There’s Absolutely No Problem With The Magic Cards I Made! - Chapter 88 — NovelArc
Request novel bisa langsung di tab request ya, bebas request semua novel dari novelupdates

Chapter 88 · 4m baca

Chapter 88

by 夕夕犬

Chapter 88. Di Mana Tepatnya Keterampilan Bahasa Cornelia Salah?

Setelah kembali dari Shadow World, sudah pagi hari Sabtu.

Dekan dan Cornelia telah melewatkan tiga hari kelas tanpa melanggar kode etik siswa.

Tidak ada yang lebih membahagiakan daripada menyadari bahwa itu adalah akhir pekan setelah liburan.

Mereka menikmati dua hari santai lagi.

Minggu baru dimulai.

Setelah makan siang pada hari Kamis, Dekan dan Cornelia datang ke perpustakaan seperti biasa.

Mereka berada di meja bulat kecil tempat mereka biasanya duduk.

Tapi sekarang, sering kali ada tiga kursi yang diletakkan di meja bulat kecil itu.

Cloix kadang-kadang juga ada di sana.

Misalnya, hari ini, Cloix akan datang kemudian untuk mempelajari teks-teks sihir manusia dengan Dekan.
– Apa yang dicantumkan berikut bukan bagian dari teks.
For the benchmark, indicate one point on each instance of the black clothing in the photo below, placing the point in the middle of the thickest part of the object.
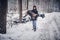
(35, 12)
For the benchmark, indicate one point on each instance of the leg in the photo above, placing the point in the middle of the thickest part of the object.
(34, 25)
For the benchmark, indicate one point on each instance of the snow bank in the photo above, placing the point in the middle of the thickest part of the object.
(47, 29)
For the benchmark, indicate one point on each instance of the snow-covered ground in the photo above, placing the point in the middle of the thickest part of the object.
(47, 29)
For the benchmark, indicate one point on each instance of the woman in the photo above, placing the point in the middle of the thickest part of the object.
(33, 14)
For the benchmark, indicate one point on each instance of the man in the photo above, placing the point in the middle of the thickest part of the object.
(33, 14)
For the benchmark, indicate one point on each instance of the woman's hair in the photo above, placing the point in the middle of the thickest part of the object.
(34, 7)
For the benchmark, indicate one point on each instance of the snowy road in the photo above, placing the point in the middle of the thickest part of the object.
(47, 29)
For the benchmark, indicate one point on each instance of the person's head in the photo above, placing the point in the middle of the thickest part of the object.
(34, 7)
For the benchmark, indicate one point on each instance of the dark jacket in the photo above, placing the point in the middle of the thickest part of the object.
(35, 12)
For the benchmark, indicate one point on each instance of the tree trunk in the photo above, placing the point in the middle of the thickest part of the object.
(27, 4)
(3, 10)
(20, 9)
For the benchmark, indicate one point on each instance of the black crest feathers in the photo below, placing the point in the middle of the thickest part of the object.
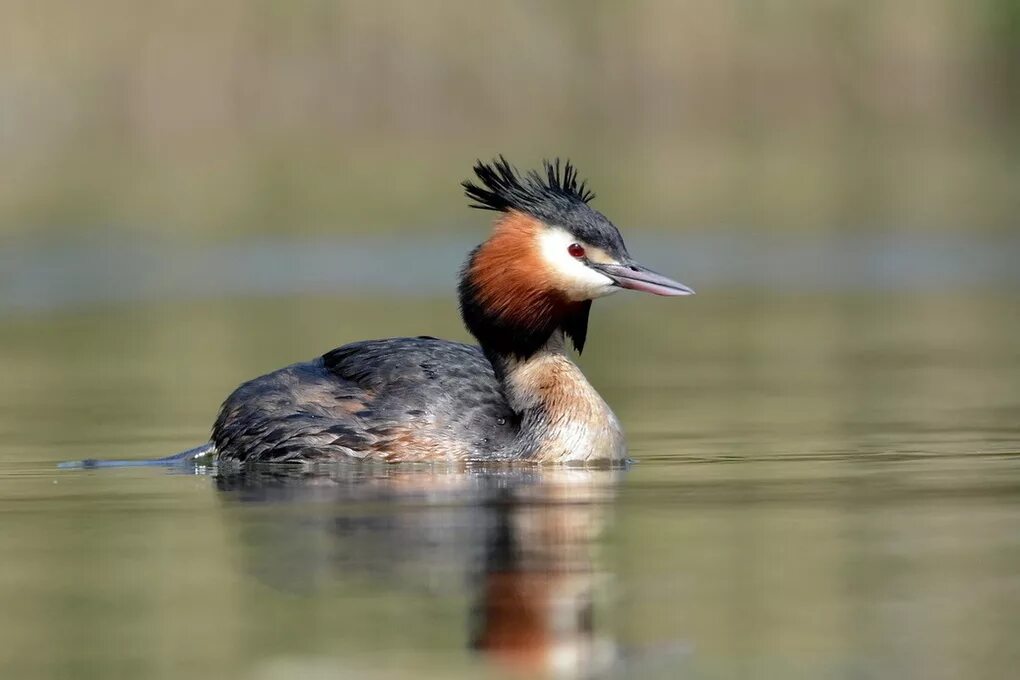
(503, 188)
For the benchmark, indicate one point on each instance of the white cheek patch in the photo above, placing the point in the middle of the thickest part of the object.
(574, 277)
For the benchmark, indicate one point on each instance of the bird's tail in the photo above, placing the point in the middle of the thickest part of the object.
(185, 458)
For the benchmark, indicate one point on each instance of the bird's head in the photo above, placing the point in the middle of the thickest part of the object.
(549, 256)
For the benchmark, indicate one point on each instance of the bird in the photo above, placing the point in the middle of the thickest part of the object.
(516, 397)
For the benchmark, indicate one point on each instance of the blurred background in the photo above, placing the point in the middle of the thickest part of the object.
(195, 193)
(231, 119)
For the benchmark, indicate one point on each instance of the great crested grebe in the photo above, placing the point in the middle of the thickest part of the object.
(515, 397)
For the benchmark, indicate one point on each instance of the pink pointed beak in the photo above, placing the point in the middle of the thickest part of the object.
(639, 277)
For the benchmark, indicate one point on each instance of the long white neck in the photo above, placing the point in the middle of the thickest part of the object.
(563, 418)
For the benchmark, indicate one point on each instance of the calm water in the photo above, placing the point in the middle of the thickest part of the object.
(827, 486)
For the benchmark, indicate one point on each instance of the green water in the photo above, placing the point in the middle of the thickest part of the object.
(826, 486)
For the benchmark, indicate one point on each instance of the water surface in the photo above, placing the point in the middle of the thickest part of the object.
(825, 485)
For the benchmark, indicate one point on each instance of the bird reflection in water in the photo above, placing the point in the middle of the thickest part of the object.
(522, 541)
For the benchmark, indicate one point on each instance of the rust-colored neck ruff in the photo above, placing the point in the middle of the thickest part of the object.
(508, 298)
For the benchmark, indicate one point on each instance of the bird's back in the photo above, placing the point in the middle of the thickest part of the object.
(413, 399)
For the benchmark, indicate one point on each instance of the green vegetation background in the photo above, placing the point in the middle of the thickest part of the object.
(224, 119)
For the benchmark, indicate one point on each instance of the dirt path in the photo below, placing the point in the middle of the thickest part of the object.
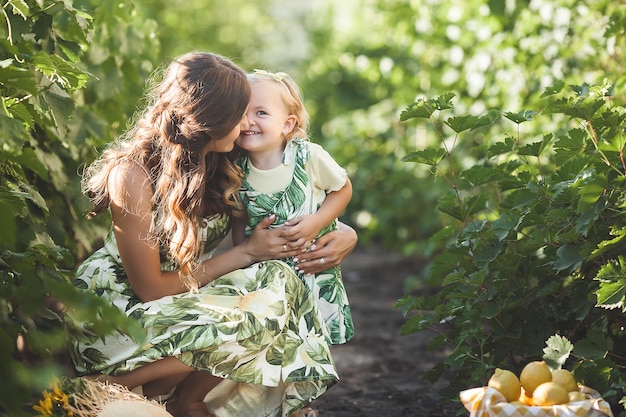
(380, 370)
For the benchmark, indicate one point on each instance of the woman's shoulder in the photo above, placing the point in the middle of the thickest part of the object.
(128, 181)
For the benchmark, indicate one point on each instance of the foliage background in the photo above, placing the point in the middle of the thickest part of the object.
(72, 75)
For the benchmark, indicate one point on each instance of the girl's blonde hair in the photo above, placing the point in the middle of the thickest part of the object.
(292, 97)
(200, 97)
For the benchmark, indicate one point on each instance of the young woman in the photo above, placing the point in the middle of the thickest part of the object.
(237, 322)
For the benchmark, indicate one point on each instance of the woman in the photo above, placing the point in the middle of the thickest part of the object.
(231, 321)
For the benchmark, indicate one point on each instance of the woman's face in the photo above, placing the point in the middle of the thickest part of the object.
(227, 143)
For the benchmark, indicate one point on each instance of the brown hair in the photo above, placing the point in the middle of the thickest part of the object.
(200, 97)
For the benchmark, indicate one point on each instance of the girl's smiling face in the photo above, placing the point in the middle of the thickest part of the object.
(268, 119)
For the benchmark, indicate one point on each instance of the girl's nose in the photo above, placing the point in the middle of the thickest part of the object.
(245, 123)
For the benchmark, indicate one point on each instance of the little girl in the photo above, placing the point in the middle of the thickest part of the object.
(296, 180)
“Ngomong-ngomong, Cornelia, kamu sebaiknya menulis laporan ini lagi.”

Dekan berpikir sejenak dan berkata, meletakkan formulir laporan kosong di atas meja.

Mereka perlu menulis laporan dan mengumpulkannya sebelum hari Jumat.

Jadi, laporan itu harus selesai sore ini paling lambat.

Karena identitas Dekan kali ini sangat istimewa, dia merasa bahwa menulis dari perspektifnya akan terlalu sesat.

Dia masih memiliki program siaran yang berjalan ketika dia memasuki ruang liminal di akhir.

Isi antarmuka pencapaian membuktikan ketidakbersalahannya.

Jika tidak, setelah keluar dari Shadow World, dia pasti akan diselidiki berulang kali, yang akan sangat merepotkan.

“T-tidak masalah!”

Cornelia meletakkan laporan di depannya, mengambil pena, dan bersemangat untuk mencoba.

Setelah keberhasilan laporan terakhirnya, kepercayaan diri Cornelia meningkat pesat, dan dia bahkan menjadi lebih giat belajar bahasa Kerajaan Norton.

Dekan berpikir sejenak dan memberi instruksi:

“Kali ini, laporan kita tidak perlu memiliki cita rasa sastra yang berat. Gayanya bisa sedikit lebih santai.”

Terakhir kali, hampir seperti menulis “naskah Gereja Bahagia.”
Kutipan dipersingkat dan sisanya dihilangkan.